Purefarma will also be launching their Sun, Moon and Earth vape cartridges. Pura Vida’s offerings include full spectrum sativa, indica, and hybrid honey oil vape cartridges. So when it’s time to close the door on the world for a few months to flatten the curve and avoid a reoccurrence of the Spanish Flu’s numbers during its second wave, we’ll be able to manage our anxiety and pain in a responsible fashion.
That’s good for us. But it should be especially good for Heritage, which will have products on shelves to help them benefit from the increased demand.
Consider their financial specifics for Q2, 2020:
- Gross revenue was $1.4-million in the second quarter of 2020, compared with nil in the three-month period ended April 30, 2019.

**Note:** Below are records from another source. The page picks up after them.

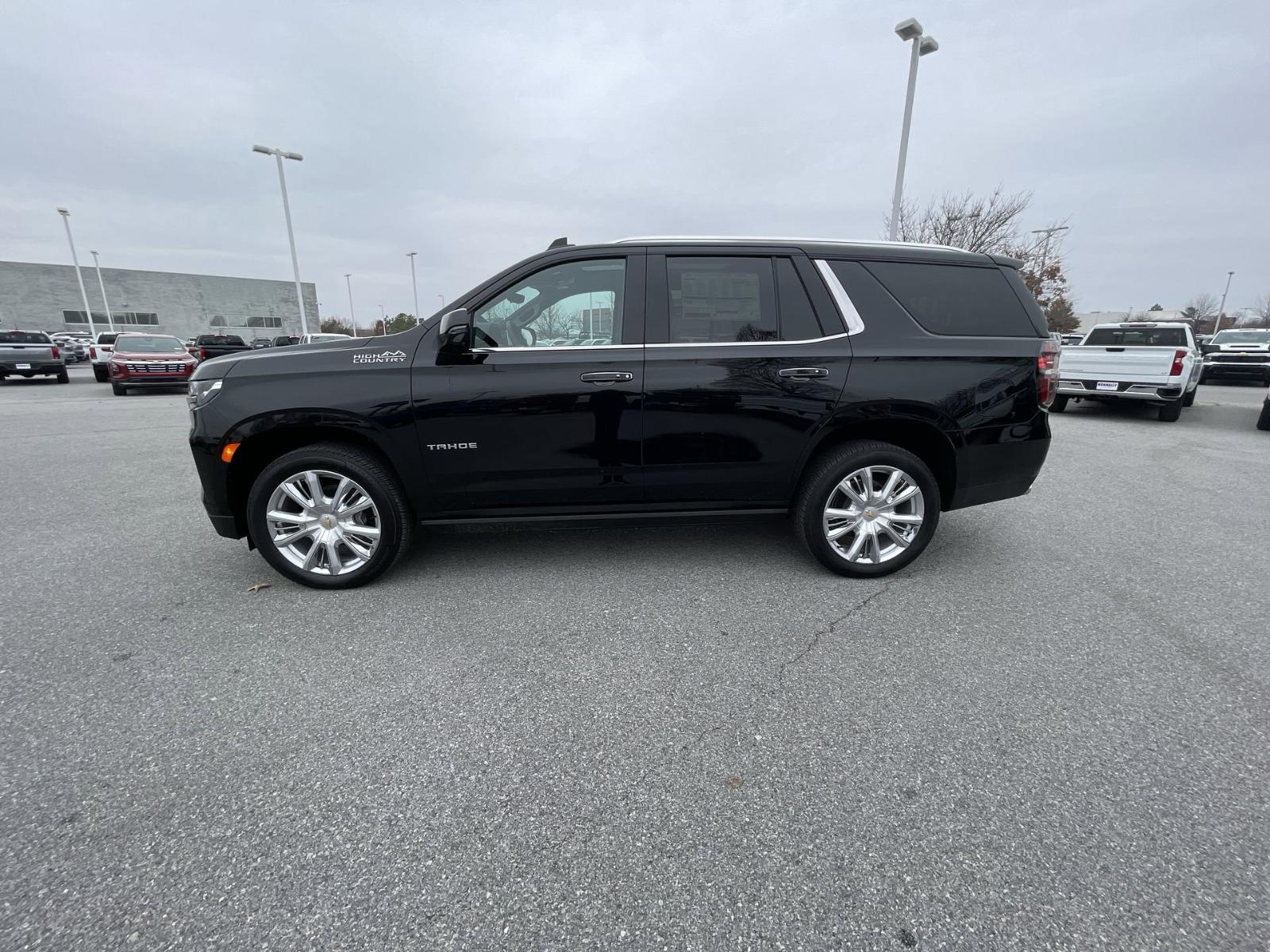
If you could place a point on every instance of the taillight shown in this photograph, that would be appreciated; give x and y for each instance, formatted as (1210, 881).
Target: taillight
(1047, 372)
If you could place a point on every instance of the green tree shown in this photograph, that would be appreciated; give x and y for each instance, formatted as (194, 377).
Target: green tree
(403, 321)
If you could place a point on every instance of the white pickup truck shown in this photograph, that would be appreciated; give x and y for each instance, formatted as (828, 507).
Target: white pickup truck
(99, 352)
(1153, 361)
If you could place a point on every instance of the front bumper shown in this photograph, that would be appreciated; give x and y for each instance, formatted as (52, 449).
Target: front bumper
(1127, 390)
(1255, 370)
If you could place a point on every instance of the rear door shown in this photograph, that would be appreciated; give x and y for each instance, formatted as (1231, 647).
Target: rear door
(741, 368)
(544, 414)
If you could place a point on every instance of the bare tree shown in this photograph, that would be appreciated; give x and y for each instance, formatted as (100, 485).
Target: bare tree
(987, 224)
(1260, 313)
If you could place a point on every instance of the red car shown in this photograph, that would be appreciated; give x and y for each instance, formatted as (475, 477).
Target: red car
(149, 361)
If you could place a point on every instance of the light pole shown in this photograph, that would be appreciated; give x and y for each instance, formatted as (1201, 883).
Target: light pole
(414, 286)
(907, 31)
(102, 285)
(1217, 325)
(286, 209)
(352, 317)
(88, 311)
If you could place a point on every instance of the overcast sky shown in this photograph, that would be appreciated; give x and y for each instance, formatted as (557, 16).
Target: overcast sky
(478, 132)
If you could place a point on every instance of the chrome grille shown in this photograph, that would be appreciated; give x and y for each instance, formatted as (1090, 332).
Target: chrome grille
(156, 367)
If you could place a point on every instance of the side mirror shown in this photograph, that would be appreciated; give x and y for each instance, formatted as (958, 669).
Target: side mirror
(454, 330)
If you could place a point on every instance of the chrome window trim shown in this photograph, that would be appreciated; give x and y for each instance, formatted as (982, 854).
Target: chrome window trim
(552, 349)
(749, 343)
(846, 308)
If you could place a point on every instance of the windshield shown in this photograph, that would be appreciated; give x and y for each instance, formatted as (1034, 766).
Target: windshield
(1137, 336)
(149, 344)
(1242, 336)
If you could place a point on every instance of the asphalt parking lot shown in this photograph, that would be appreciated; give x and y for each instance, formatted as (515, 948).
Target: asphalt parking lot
(1052, 731)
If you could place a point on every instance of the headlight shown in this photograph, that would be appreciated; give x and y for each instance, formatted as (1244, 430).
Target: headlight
(201, 391)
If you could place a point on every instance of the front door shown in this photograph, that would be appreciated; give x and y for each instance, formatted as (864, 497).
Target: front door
(544, 414)
(741, 368)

- Net loss was $1.9-million in the second quarter of 2020, compared with a net loss of $5.2-million or two cents per common share in the second quarter of 2019.
- Cash and cash equivalents of $5.3-million and working capital of $13.1-million, compared with $11.5-million in cash and cash equivalents and working capital of $11.7-million at the end of fiscal year 2019.
That was before their launch of cannabis 2.0 products.
If there’s a downside to this play, it’s Heritage’s limited reach: three provinces isn’t much.
There’s no mention of expanding into the bigger Canadian markets—Ontario and Quebec—and even though each of the three are respectable sized markets for cannabis, they come with their own inherent problems.
Each of the three come top-loaded with dispensaries selling pre-established products with a sizeable headstart on Heritage’s cannabis 2.0 offerings. Given the non-promotional and packaging rules grandfathered in from cigarettes and attached to all cannabis products, finding a way to get the word out, and differentiating them from anything else on the market, is going to prove to be Heritage’s biggest hurdle to date.
Still, there’s a strong possibility that preparation, coupled with strong word of mouth from positive experiences, will make for a much different trajectory for Heritage by the time we’re all coming out of quarantine next year.
Full disclosure: Heritage Cannabis is an equity.guru marketing client.